Selecting Loya’s bid to run the market practically revives her relationship with the city. Before Jimora Enterprises ran the market it was completely under the control of the Lindsay Chamber of Commerce, of which Loya was the executive director. An irreconcilable difference between the chamber and city came to a head in early 2019 when the chamber fell $20,000 behind on their payments to the city for renting streets and using other utilities. Loya said that her accountants found that the chamber owed less than that, and over two city council meetings in February 2019, Loya and other chamber supporters publicly handed checks of $10,000 and $3,000 to then finance director Bret Harmon.
That was not forgotten by councilmembers Yolanda Flores and Rosaena Sanchez. During the Jan. 25 council meeting Flores noted her concern that while Loya was applying to take over the market herself, she is still a member of the all volunteer Lindsay Chamber of Commerce. Still, Flores voted in favor of awarding her the bid.
Sanchez recalled how remarkable the market was when it first opened in Lindsay, but she echoed some of Flores’s concerns over how the relationship between the chamber and the city ended. Sanchez ultimately sided with optimism and said how she would like to see Loya get a second chance to run it again.
“[H]opefully, there can be an agreement where we can help out each other. And, you know, go back to what it used to be,” Sanchez said.
While Loya didn’t give any ground to Flores’s concerns, in fact she defended her decision to pay the city $7,000 less than they owed, she held firm that she wants to have a greater impact in Lindsay.
“I’m willing to work, like I’ve done in the past.

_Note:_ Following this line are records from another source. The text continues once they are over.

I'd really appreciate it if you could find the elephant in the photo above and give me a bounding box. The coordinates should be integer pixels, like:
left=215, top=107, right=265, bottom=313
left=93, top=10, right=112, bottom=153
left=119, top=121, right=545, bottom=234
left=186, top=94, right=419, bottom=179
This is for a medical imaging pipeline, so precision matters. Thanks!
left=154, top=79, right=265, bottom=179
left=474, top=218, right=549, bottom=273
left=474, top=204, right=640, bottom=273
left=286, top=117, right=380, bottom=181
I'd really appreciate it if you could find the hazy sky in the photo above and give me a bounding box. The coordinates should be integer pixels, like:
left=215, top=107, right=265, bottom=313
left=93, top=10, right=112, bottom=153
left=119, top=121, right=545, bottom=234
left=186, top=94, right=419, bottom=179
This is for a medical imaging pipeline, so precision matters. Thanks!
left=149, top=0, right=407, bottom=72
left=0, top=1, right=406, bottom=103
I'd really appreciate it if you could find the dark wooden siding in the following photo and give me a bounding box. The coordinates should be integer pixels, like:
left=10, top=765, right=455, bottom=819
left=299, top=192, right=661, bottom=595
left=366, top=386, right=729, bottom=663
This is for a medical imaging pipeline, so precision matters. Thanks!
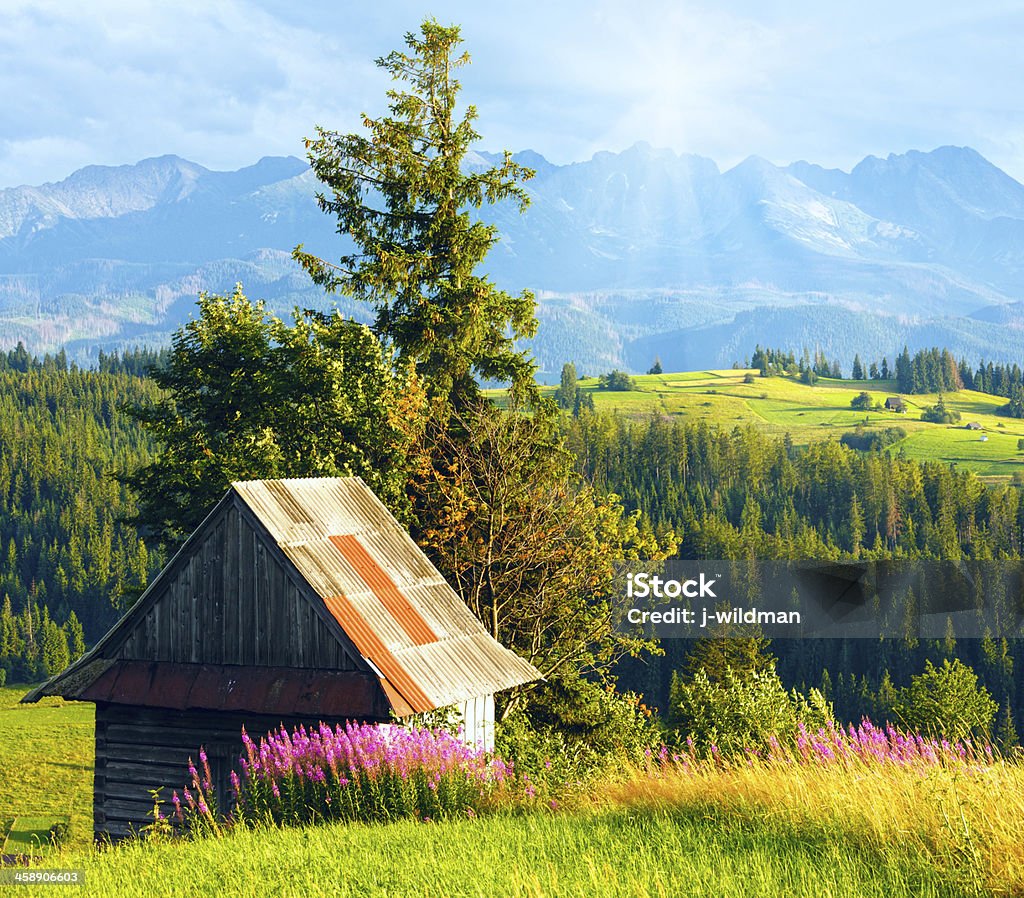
left=117, top=501, right=358, bottom=669
left=94, top=702, right=387, bottom=841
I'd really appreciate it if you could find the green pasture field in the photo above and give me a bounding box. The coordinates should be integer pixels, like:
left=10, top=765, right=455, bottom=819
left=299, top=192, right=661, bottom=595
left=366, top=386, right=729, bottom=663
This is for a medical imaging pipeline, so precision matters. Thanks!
left=27, top=805, right=968, bottom=898
left=0, top=685, right=93, bottom=853
left=543, top=370, right=1024, bottom=479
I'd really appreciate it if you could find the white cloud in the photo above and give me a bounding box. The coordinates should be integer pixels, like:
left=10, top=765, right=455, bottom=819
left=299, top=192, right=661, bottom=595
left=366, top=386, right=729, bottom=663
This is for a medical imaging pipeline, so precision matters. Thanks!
left=1, top=0, right=1023, bottom=184
left=0, top=0, right=383, bottom=184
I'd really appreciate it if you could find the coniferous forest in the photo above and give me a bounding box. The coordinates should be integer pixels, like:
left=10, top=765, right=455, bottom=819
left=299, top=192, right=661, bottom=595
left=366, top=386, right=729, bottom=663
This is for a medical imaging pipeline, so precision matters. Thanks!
left=753, top=342, right=1024, bottom=405
left=0, top=346, right=165, bottom=682
left=563, top=411, right=1024, bottom=743
left=3, top=335, right=1024, bottom=742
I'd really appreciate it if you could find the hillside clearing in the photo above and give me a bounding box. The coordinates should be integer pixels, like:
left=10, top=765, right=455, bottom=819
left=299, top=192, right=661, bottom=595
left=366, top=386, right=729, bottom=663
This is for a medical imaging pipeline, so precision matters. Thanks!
left=532, top=370, right=1024, bottom=479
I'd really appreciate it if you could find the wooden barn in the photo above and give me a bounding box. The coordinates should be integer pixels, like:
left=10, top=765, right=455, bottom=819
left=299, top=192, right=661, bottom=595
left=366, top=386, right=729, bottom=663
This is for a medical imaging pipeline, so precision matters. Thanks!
left=23, top=477, right=540, bottom=841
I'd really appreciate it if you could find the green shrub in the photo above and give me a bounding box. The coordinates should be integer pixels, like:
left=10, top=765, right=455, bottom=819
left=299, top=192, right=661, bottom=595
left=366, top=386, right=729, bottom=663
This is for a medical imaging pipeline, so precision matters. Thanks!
left=598, top=370, right=636, bottom=391
left=893, top=658, right=997, bottom=742
left=840, top=426, right=906, bottom=452
left=920, top=395, right=960, bottom=424
left=48, top=820, right=69, bottom=847
left=668, top=666, right=833, bottom=757
left=850, top=391, right=874, bottom=411
left=497, top=678, right=662, bottom=781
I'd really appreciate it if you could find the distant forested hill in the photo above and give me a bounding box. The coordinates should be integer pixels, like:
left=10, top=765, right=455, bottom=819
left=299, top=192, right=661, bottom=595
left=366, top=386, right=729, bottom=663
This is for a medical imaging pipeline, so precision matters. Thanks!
left=0, top=348, right=164, bottom=681
left=564, top=410, right=1024, bottom=740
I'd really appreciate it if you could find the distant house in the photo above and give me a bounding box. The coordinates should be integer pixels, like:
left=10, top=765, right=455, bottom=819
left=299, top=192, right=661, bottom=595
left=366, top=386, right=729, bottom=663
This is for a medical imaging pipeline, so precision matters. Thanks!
left=885, top=397, right=906, bottom=412
left=23, top=477, right=540, bottom=841
left=966, top=422, right=982, bottom=430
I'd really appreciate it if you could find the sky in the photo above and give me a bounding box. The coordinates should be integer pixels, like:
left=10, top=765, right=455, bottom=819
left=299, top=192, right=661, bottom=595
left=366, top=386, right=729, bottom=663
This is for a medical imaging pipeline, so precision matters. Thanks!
left=2, top=0, right=1022, bottom=188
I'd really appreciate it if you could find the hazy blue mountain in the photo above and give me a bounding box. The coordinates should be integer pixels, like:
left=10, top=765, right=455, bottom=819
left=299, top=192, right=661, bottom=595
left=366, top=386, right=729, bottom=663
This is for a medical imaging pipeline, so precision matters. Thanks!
left=2, top=144, right=1024, bottom=379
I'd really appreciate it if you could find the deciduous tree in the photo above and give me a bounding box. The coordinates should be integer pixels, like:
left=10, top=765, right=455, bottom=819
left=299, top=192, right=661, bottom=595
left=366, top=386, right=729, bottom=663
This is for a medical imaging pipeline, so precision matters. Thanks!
left=413, top=398, right=674, bottom=716
left=127, top=287, right=425, bottom=545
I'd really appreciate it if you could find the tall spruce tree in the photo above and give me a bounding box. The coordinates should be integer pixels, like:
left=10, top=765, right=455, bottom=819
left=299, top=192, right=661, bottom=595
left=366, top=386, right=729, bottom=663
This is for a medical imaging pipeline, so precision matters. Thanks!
left=294, top=20, right=538, bottom=409
left=287, top=21, right=677, bottom=722
left=554, top=362, right=579, bottom=410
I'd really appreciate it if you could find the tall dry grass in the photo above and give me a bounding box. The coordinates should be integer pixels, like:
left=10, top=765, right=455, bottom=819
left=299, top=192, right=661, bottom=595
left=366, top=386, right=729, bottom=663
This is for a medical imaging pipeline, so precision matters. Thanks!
left=605, top=733, right=1024, bottom=896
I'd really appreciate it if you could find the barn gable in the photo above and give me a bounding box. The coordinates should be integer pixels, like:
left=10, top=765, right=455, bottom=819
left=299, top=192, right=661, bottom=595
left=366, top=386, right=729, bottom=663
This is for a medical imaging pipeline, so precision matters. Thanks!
left=23, top=490, right=373, bottom=711
left=230, top=478, right=539, bottom=712
left=111, top=494, right=365, bottom=670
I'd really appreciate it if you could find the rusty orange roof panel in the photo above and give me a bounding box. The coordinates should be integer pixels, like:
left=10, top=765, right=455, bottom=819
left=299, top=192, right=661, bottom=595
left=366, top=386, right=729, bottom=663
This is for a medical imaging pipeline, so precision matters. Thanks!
left=328, top=534, right=438, bottom=647
left=322, top=592, right=435, bottom=713
left=228, top=478, right=541, bottom=715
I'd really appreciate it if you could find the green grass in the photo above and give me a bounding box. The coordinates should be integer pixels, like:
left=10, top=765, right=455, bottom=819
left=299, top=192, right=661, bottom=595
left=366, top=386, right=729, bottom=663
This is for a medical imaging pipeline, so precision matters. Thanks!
left=28, top=807, right=970, bottom=898
left=2, top=684, right=1017, bottom=896
left=0, top=685, right=93, bottom=853
left=2, top=816, right=68, bottom=855
left=540, top=370, right=1024, bottom=479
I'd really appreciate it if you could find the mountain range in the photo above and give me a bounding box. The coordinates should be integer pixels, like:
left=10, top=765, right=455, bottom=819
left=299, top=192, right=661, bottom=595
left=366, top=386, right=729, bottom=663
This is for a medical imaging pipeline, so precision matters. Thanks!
left=3, top=144, right=1024, bottom=378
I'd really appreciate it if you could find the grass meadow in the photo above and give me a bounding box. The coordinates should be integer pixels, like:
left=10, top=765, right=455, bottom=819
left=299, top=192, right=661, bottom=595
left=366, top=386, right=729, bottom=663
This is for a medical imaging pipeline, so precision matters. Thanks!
left=0, top=685, right=92, bottom=854
left=538, top=369, right=1024, bottom=479
left=2, top=685, right=1024, bottom=896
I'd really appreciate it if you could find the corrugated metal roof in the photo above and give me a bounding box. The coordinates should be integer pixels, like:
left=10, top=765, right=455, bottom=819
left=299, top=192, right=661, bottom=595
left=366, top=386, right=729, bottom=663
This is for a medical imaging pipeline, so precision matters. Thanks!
left=232, top=478, right=540, bottom=713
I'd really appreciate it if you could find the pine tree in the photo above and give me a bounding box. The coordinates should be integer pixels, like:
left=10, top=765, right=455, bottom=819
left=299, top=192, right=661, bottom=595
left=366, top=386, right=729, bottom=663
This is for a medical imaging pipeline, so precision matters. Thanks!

I’m willing to work with our city, and I’m willing to do my best like I did before, and bring it back to what it was before, because a lot of you know that it was nice,” Loya said.
The city said they conservatively expect to make $2,500 per market, but Tanner told the council they had made $3,000 per market in the past. While those are details that could be hammered out in negotiations, Loya said she would be willing to pay more than the $2,500 requested if she can.